This is the vibe, seemingly effortlessly achieved, that so many other local bars are straining for. But those bars are going for "hip" or "exclusive luxury," while The Pied Piper is just going for "luxury." There's nothing hip about the crowd. It's well-heeled, sure, but more than a little fuddy. Older people not trying to look young. Young people dressed in loud shirts and sweaters. Families holding Macy's bags and likely staying at the surrounding Palace hotel.

There isn't even a moment's consideration that all this luxury might be too good for somebody. I think that's why it works. The attentive casualness of the staff, too, keeps it from titling over into stuffy. Sit down and dine in your club, whoever you are.

Yet for all its casual welcoming, the door accessing The Pied Piper directly from Market Street is usually locked. To reach the bar and its eponymous (slightly-)famous painting you have to walk over to the entrance to the Palace hotel, step inside, and go down and around.

It's not difficult, but it's counterintuitive, and it serves to completely cut The Pied Piper off from the city it's in. There are no windows; no natural light. Aside from that one locked and distant door, the Pied Piper is in a world of its own. A San Francisco institution completely cut off from San Francisco.

And really, who wants to ruin all this with a view of Market Street? It's cold out there, and dark. As I walked towards The Pied Piper that night, a man was standing among the shivering tourists singing out "Please help me, I'm dying, and it don't feel nice!" in a rhythmic pattern over and over again.

Everybody on the street looked away. Now, a dive bar can absorb that kind of thing into its character. But The Pied Piper can't compete with such reality. Its illusion grows brittle at the touch of outside air. It has to be hermetically sealed if it is to survive.

Enjoy the fantasy. You're paying for it. This is the land of $14 cocktails and $20 hamburgers.

Is it worth it? Well the Market Gimlet — a cucumber twist on a classic — is simply superb. Sadly my second cocktail, "The Last Cocktail" (Bombay Sapphire, lemon juice, pear juice, rosemary syrup, prosecco), which the server told me is one of the bar's most popular, was a complete misfire. It was fizzy and uncoordinated. I sent it back, which I almost never do. To its credit, the staff accepted it gracefully. Just like Bertie Wooster would have done.

The food is likewise hit or miss. Never bad, but much that I feel could be better. Many of the bars that have such trouble getting this atmosphere have much stronger kitchens.

Yet for all its weaknesses, The Pied Piper gets a gold star for its one truly essential task: preserving the aesthetic. The beauty of an environment like this, luxurious and isolated, is that it allows everyone — except the servers — to forget that we're all singing for our supper somehow.

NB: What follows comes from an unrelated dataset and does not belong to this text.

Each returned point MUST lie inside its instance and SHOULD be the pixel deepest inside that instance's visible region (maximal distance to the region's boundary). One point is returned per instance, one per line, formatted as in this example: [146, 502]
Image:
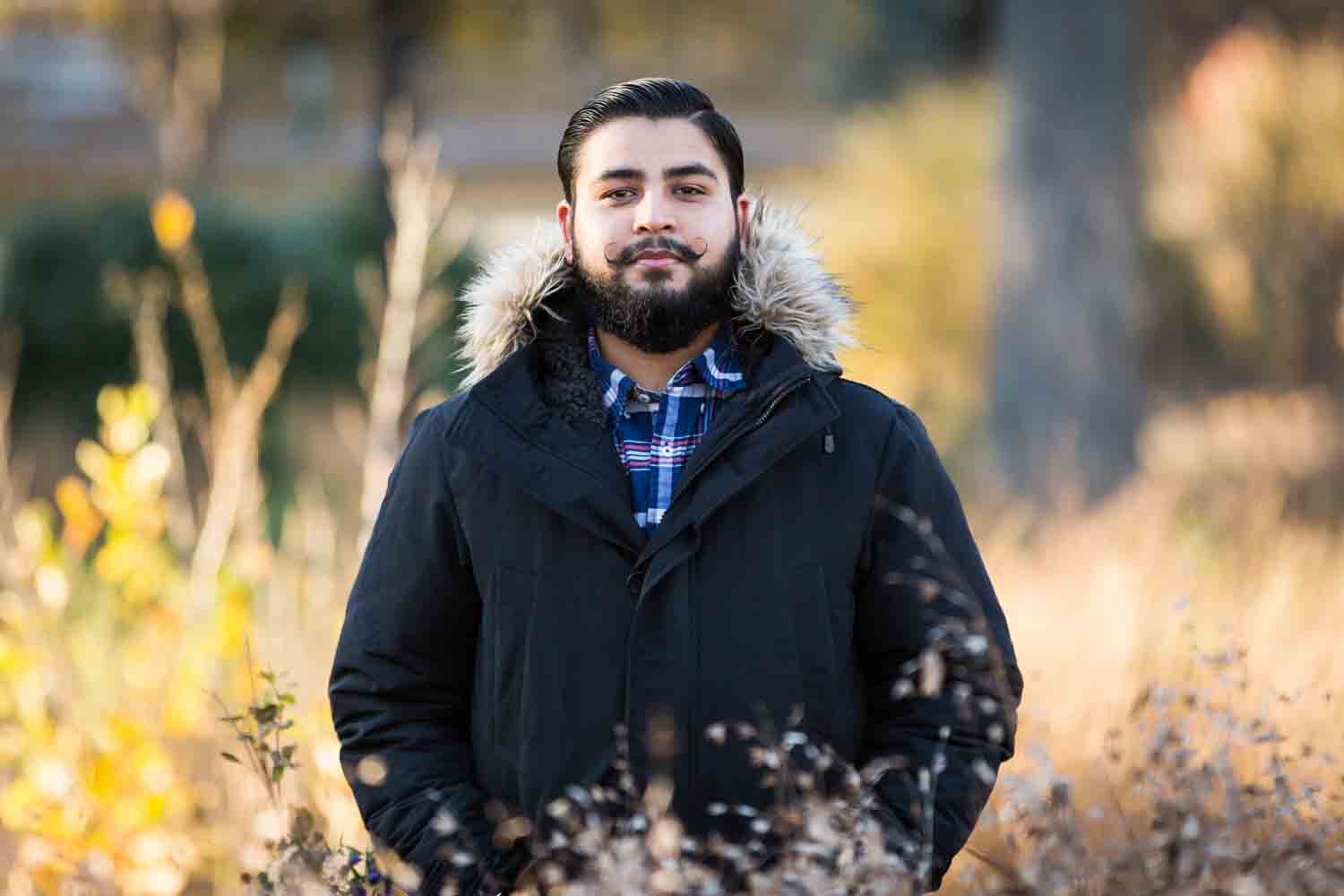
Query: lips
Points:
[655, 258]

It's a wonderful experience. Yet I can't get the singing beggar out of my head tonight. Someone said "I'm dying" and I ignored him to go get a drink. I long to walk up to other customers and ask, "If you were out on the street and needed to get attention so you could survive, what would your schtick be? How would you ask? What would you do or say to keep people like you and me from averting our eyes?"

But I don't say anything. I decide not to break the illusion. I'm not sure why. It's unlike me. Perhaps it's that this isn't a crowd like you find in so many other bars, where a question this out of left field would be seen as part of the night's entertainment, rather than an existential challenge. Barmy and Tuppy don't consider such things. Or maybe I'm just tired. I feel like I've let the singing guy down though, although that's absurd. He wasn't asking for an inquiry into the human condition. He was asking for help. Just what do I owe him?